Maria tertawa "Hahaha.... baiklah kita sepakat, siap siap kamu akan menjadi anak buah ku selama sisa hidup mu, dan jangan membantah segala yang aku perintahkan"
Willy pun membuka barier Pelindung supaya Maria bisa menyerang harimau kilin api tersebut dengan sekali sentakan.
"Ingat jangan di bunuh, aku perlu harimau api itu hidup" Willy mengingatkan Maria.
__ADS_1
"Baiklah aku tahu itu" jawab Maria.
Wuss....
Maria langsung bergerak secepat kilat menghampiri harimau kilin api yang sedang meraung.
Setelah dekat Maria langsung menepuk tangannya seperti menepuk seekor lalat dengan kecepatan tinggi.
Plak....
Tepuk tangan itu menghasilkan angin yang berhembus kencang mengarah kepada harimau kilin api itu sehingga api yang ada di tubuh harimau itu menjadi padam.
Akibat dari padamnya api di sekujur tubuh harimau kilin api, membuat harimau itu kehilangan kekuatannya dan harimau itu pun menjadi lemas.
Maria langsung menggunakan sihir kontrak untuk membuat harimau kilin api menjadi peliharaan dirinya.
"Sihir Kontrak lakukan dan patuhilah segala perintah ku" ucap Maria.
Harimau kilin api yang lemah itu pun langsung duduk di atas tanah, Maria langsung mengeluarkan sihir elemen api dan membakar dirinya sendiri.
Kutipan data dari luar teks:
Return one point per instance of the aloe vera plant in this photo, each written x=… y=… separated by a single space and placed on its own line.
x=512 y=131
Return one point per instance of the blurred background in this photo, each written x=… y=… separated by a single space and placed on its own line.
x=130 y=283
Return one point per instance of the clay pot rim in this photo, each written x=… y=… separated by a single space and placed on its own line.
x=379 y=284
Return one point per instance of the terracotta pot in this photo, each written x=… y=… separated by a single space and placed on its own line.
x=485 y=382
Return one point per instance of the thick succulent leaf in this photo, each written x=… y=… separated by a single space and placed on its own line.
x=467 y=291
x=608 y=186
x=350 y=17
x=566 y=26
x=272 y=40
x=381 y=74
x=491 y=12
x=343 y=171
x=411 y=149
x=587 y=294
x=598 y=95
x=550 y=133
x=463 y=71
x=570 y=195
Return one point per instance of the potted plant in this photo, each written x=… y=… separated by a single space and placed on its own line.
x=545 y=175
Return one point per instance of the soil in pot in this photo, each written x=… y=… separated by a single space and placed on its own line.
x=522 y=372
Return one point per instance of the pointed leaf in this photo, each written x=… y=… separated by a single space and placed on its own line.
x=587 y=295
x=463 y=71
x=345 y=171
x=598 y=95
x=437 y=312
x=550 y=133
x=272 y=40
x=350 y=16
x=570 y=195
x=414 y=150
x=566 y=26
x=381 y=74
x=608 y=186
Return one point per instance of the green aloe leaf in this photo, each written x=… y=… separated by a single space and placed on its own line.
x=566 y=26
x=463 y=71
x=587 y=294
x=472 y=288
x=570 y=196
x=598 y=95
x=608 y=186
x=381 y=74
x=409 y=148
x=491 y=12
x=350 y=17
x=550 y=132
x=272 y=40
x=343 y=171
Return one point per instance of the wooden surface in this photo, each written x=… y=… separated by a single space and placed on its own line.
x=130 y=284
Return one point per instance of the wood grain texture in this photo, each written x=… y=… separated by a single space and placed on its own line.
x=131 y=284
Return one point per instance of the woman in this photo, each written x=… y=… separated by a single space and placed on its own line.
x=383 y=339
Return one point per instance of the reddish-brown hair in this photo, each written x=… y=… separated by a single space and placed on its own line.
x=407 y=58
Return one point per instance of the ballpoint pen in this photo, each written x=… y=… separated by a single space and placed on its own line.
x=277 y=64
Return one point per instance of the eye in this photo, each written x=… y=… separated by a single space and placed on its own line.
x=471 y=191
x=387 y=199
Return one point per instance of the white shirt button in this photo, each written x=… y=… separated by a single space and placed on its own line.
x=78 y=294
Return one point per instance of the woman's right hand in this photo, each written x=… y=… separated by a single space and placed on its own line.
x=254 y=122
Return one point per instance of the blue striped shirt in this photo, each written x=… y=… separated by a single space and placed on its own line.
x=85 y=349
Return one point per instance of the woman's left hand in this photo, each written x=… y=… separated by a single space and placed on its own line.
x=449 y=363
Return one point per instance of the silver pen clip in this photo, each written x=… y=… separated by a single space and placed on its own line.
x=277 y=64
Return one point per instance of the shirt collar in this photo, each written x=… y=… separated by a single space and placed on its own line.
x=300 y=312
Hingga harimau kilin api yang sudah kehilangan apinya langsung ikut terbakar, harimau kilin api itu menyerap esensi api milik Maria yang berwarna biru sehingga sekarang harimau kilin api tidak berwarna merah lagi.
Karena sudah menyerap esensi api biru Maria, harimau kilin api sekarang berubah warna dan berevolusi menjadi kilin biru.
"Akan aku beri nama kamu Blue Fire, atau aku panggil kamu blue" ucap Maria.
Harimau kilin api biru yang di panggil Blue itu pun meraung senang "Goar....Goar.... Goar...."
"Hahaha.... bagus Blue, apa kamu senang sekarang" ucap Maria yang masih di selimuti api biru bersama blue di sekujur tubuhnya.
Maria pun kembali ke wujud semula dan harimau kilin api biru kini sudah menjadi peliharaannya yang akan setia kepada Maria.
Maria pun menunjuk kearah Libear "lihatlah beruang sirkus, aku sudah menaklukan harimau kilin api. Dan sekarang kamu akan menjadi anak buah ku selamanya, Hahaha....."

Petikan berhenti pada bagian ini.